While election law prohibits coordination between candidates and super PACs, most have some connection, as Bloomberg News points out. Jeb Bush's super PAC, Right to Rise, is headed by a former aide; so is Hillary Clinton's Priorities USA.

"Absent a clear indication from the candidate, the possibility exists that Trump has become the victim of a new form of political identity theft," reports Bloomberg. "The super-PAC era has given rise to 'Scam PACs,' groups that raise money off of a candidate's name or slogan, but exist mainly to draw a salary for their leaders, delivering little or nothing to the candidates they suggest they're raising money for."

That's one of several reasons Trump is not likely to rely on any super PACs. Self-financing gives him key advantages over his, well, poorer competitors.

For starters, the self-professed billionaire can control exactly what he wants to spend money on, and how much.

What's more, when it comes to TV advertising, federal communications law gives political campaigns special privileges over others jockeying for air time, including super PACs.

"So a Trump television advertisement can bump an ad from, for example, Jeb Bush’s Right to Rise super PAC on the eve of the New Hampshire primary," suggests the UK's Guardian.

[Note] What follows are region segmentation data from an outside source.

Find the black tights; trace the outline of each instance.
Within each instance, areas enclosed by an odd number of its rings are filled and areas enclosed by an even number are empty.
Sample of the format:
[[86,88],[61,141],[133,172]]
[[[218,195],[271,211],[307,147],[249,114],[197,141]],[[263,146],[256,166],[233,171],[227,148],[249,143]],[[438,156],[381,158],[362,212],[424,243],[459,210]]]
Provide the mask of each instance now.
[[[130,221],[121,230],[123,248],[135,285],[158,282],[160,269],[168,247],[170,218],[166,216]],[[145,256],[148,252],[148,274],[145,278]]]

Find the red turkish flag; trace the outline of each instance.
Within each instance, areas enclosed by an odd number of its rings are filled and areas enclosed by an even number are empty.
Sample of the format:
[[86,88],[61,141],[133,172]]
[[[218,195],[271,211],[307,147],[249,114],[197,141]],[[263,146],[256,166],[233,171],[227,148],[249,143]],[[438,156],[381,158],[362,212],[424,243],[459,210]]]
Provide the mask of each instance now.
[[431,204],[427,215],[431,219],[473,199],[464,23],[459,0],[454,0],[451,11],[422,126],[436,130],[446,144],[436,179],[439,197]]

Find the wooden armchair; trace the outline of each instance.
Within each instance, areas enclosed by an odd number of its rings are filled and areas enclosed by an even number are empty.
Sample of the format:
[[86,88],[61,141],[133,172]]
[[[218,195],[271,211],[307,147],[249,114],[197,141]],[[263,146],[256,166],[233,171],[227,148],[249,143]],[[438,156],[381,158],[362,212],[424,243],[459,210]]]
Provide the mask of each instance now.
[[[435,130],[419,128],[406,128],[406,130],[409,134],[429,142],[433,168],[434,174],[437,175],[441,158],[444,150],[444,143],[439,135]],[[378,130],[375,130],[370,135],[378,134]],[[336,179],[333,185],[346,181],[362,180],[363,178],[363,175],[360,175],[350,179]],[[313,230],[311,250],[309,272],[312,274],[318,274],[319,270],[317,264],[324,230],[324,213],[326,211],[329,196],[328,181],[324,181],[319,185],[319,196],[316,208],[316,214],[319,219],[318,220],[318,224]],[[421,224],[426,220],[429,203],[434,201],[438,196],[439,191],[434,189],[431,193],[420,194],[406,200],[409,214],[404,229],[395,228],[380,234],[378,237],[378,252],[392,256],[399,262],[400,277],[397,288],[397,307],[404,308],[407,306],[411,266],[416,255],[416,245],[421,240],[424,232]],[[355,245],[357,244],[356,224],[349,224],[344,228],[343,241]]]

And, ironically, Trump will probably pay less, too.

"Political campaigns are entitled to the 'lowest unit rate' in the 45 days before a primary election, which means they get the lowest rate charged to any advertiser for any spot," the British paper explains. "In contrast, super PACs don’t enjoy any of those advantages and stations can make them pay a premium, particularly as demand soars for advertising time in the runup to the first primary contests."

Trump's super PACs may need him – but he doesn't need them.